Corde raide du funambule, ligne de crête, toutes les métaphores du genre sont bonnes à prendre pour décrire la situation de l’île. D’un côté, la crise sanitaire, de l’autre, sa soeur maléfique, économique et sociale. Tendu au milieu du précipice, quoique vacillant selon les vents, un fil imperceptible doit bien se trouver pour traverser. Celui-là même que tentent de trouver les autorités sanitaires et administratives.
« Nous sommes conscients du caractère extrêmement douloureux pour la société mahoraise qu’aurait un reconfinement général, on ne s’y résoudrait qu’en dernier recours si les mesures prises ne marquaient pas leur efficacité », soutient ainsi la directrice de l’Agence régionale de santé. « On se souvient des conséquences que cela a entrainé l’année dernière en plongeant des dizaines de milliers de personnes dans une détresse alimentaire, on se souvient que ce confinement général a tué l’économie informelle en quelques jours, privant une grande partie de la population de tout revenu, on se souvient qu’il avait de fait provoqué des actes de délinquances d’appropriation très nombreux, des pillages », égrène quant à lui le préfet.
Vers un confinement tournant
« Pour toutes ces raisons, nous ferons tout pour éviter ce reconfinement général », conclut Jean-François Colombet, soutenant qu’il « ne faut pas ajouter une crise humanitaire à une crise sanitaire ». Tout en prévenant que si toutes les mesures prises en amont, à l’instar du couvre-feu et du confinement localisé dans les communes de Bouéni et de Petite-Terre ne sont pas efficaces « nous serons obligés de nous y résoudre ».
En attendant, c’est donc une politique « sur-mesure, en accord avec les maires », qui se met en place. « Chaque fois que les données [d’une commune] nous montreront que la situation va se dégrader, on sera très réactifs avec des mesures puissantes et on l’espère limitées dans le temps », indique ainsi le délégué du gouvernement. En clair, les différentes localités de l’île se dirigent vers un confinement à tour de rôle dès lors que leur taux de positivité atteindra un seuil critique. Seuil vers lequel les communes de Tsingoni et de Sada se rapprochent d’ailleurs dangereusement. « Nous surveillons la situation de très près et s’il faut confiner ces communes, nous le ferons », indique ainsi Dominique Voynet.
L’école, une problématique pas secondaire
Quid des établissements scolaires où le nombre de cas positifs au coronavirus monte également en flèche ? « Hier [mercredi] nous sommes tombés d’accord avec le recteur, la directrice de l’ARS et moi-même sur un protocole qui s’appliquera à toutes les communes non confinées et qui ira, si besoin, jusqu’à la fermeture d’établissements au cas par cas
dans un premier temps», précise le préfet. Pour l’heure, donc, seuls les établissements situés dans les communes confinées sont automatiquement fermés. Et les élèves de ces communes qui étudient ailleurs devront attendre leur déconfinement pour retrouver les bancs de l’école.

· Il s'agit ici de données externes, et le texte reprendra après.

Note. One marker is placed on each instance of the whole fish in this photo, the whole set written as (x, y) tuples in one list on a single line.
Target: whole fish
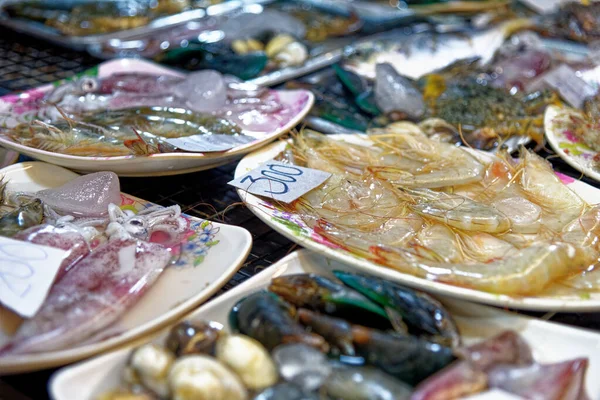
[(101, 288), (421, 54)]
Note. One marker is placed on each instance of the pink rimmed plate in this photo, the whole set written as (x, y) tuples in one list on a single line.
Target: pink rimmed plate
[(568, 146), (291, 226), (295, 105), (209, 258), (549, 342)]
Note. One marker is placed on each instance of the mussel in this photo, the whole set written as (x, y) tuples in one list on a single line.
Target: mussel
[(193, 338), (268, 319), (422, 314), (326, 295)]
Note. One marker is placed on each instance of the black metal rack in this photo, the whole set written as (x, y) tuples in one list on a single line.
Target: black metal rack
[(28, 63)]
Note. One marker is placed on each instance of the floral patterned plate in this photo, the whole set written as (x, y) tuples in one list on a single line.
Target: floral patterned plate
[(295, 104), (210, 257), (291, 226), (549, 342), (568, 146)]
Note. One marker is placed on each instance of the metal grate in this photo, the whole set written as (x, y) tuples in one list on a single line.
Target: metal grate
[(30, 63)]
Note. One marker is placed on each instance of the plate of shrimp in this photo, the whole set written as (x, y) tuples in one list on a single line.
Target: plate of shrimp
[(450, 220), (137, 118)]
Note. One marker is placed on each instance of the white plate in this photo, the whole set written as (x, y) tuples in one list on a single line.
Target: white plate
[(571, 149), (179, 289), (549, 342), (296, 104), (291, 226)]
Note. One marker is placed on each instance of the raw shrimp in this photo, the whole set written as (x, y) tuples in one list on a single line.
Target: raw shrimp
[(459, 212), (429, 209), (419, 162), (520, 272), (560, 205)]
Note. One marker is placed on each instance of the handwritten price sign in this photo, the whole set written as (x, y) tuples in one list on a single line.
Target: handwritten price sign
[(280, 181), (27, 271)]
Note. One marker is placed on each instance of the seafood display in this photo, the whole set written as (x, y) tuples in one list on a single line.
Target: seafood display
[(283, 35), (290, 342), (433, 210), (137, 114), (575, 21), (573, 135), (114, 256), (441, 186), (483, 87), (81, 18)]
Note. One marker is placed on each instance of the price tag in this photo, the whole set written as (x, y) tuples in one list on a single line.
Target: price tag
[(27, 271), (209, 143), (571, 88), (280, 181)]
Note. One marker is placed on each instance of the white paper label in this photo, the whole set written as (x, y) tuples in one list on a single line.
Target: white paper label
[(280, 181), (27, 271), (208, 143), (571, 88)]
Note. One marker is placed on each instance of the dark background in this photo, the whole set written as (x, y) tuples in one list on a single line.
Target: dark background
[(26, 62)]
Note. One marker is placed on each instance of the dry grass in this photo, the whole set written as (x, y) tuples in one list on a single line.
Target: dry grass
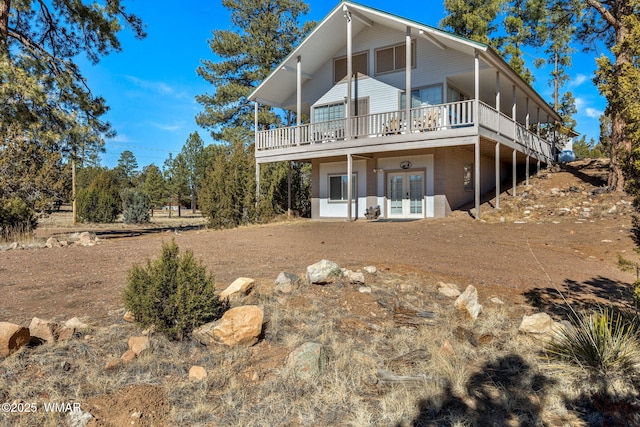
[(477, 372)]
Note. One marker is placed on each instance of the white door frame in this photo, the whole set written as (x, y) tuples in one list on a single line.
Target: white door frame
[(405, 205)]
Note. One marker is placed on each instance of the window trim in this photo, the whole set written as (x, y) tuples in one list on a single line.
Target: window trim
[(354, 184), (402, 92), (414, 57), (338, 58)]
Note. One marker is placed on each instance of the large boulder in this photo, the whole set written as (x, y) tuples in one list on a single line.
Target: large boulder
[(12, 337), (539, 323), (286, 282), (323, 272), (468, 301), (242, 285), (44, 330), (307, 360), (240, 326)]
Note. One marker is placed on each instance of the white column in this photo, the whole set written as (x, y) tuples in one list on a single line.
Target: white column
[(255, 130), (514, 173), (497, 175), (349, 184), (476, 172), (476, 102), (349, 77), (289, 189), (498, 99), (408, 80), (298, 98)]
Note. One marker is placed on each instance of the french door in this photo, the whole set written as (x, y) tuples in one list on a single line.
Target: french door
[(405, 194)]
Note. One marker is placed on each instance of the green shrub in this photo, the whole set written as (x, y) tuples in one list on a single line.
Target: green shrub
[(16, 218), (174, 293), (135, 206), (99, 202), (602, 342)]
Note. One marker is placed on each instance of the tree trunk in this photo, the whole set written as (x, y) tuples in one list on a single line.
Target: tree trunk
[(620, 142), (5, 5)]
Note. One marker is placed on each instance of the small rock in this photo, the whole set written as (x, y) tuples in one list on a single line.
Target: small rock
[(356, 278), (539, 323), (128, 356), (78, 418), (446, 347), (371, 269), (112, 363), (307, 360), (242, 285), (240, 326), (286, 282), (12, 337), (468, 301), (138, 344), (197, 373), (323, 272), (76, 324), (448, 289), (52, 242), (44, 330)]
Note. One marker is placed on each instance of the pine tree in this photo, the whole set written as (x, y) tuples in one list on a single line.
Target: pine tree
[(43, 94)]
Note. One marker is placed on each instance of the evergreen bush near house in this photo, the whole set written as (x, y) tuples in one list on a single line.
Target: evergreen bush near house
[(174, 293), (135, 206), (16, 218), (602, 342), (100, 201)]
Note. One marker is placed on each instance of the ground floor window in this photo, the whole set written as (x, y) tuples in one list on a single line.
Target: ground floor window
[(338, 187)]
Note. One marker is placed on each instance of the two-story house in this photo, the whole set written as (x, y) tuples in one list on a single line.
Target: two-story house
[(469, 123)]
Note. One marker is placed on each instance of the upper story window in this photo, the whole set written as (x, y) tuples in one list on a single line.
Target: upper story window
[(429, 95), (360, 65), (393, 58), (330, 112)]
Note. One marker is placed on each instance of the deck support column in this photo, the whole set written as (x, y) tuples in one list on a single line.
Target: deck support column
[(257, 184), (349, 76), (497, 175), (408, 80), (349, 184), (476, 173), (298, 98), (514, 173), (498, 99), (476, 89), (255, 133), (289, 212)]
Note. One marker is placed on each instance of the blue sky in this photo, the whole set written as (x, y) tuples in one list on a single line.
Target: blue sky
[(151, 85)]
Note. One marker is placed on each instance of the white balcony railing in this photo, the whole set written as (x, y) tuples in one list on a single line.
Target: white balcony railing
[(430, 118)]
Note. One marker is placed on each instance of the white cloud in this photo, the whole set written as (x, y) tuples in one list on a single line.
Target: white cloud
[(171, 127), (120, 138), (594, 113), (158, 87), (578, 80)]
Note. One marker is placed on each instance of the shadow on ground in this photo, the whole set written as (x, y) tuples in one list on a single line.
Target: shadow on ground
[(506, 392), (579, 296)]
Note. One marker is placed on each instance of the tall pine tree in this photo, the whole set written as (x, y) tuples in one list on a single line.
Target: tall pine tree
[(265, 31)]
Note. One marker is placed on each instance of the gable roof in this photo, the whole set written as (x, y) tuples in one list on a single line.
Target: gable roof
[(329, 36)]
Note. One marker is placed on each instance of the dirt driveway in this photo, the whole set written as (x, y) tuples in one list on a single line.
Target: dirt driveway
[(505, 259)]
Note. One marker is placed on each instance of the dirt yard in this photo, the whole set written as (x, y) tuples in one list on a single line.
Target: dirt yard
[(555, 234)]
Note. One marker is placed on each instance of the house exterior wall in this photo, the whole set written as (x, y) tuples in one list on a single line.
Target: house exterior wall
[(338, 209), (444, 180), (433, 66)]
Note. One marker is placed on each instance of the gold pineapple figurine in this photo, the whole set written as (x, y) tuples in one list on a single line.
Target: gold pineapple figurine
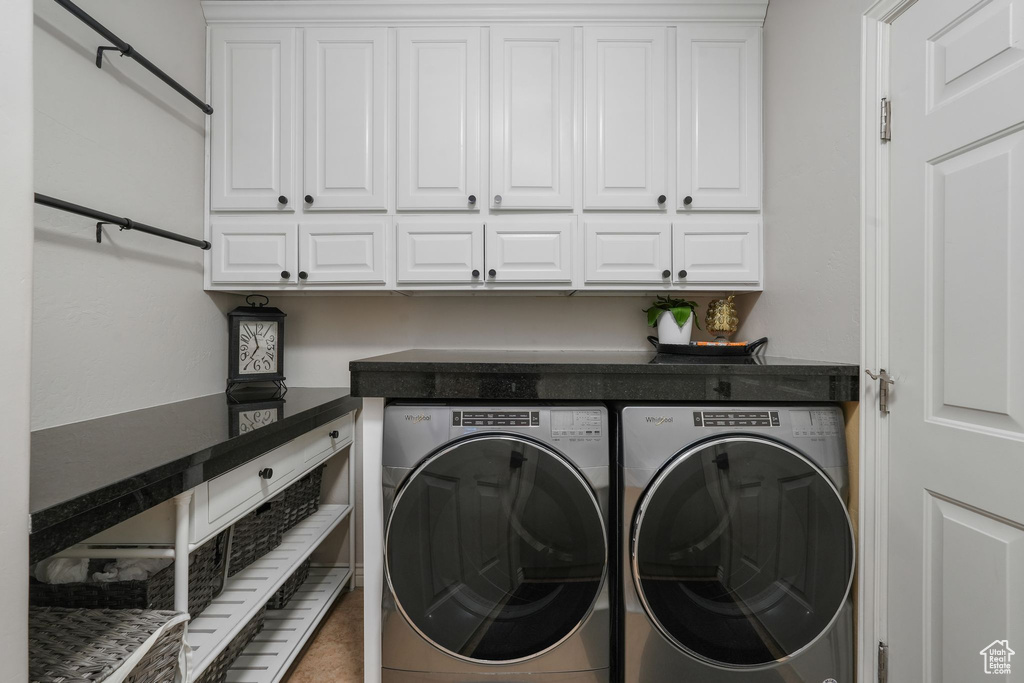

Là encore, l’arbitrage est délicat. Car s’il ne fait aucun doute que les allers-retours des professeurs hors territoire et le brassage des élèves, plus vulnérables au variant sud-africain, rendent la situation critique dans les établissements, qu’en serait-il hors les murs ? Le mot d’ordre du recteur n’est à ce titre pas nouveau. Fermer les portes des écoles à 80 000 élèves, c’est souvent laisser livrée à elle-même une jeunesse parfois explosive. « La problématique n’est pas la même qu’en métropole, comment espérer qu’un jeune qui vit en famille nombreuse dans un banga, sans internet, parfois sans électricité ou sans eau reste chez lui pour étudier ? », questionne ainsi Gilles Halbout.
Du sur-mesure, donc, à l’aide d’une cellule de contact tracing et de dépistage interne. Les professeurs de communes confinées pourront dans ce cadre et après avoir été testés, « à la discrétion du rectorat », se rendre dans les établissements ouverts. Lesquels pourraient, au cas par cas, ne plus l’être si la situation se dégrade. Et seront appelés, en premier lieu « à baisser les jauges », soit réduire le nombre d’élèves accueillis. Sur un fil, du sur-mesure ou une politique du cousu-main. Reste à espérer que la maille soit solide.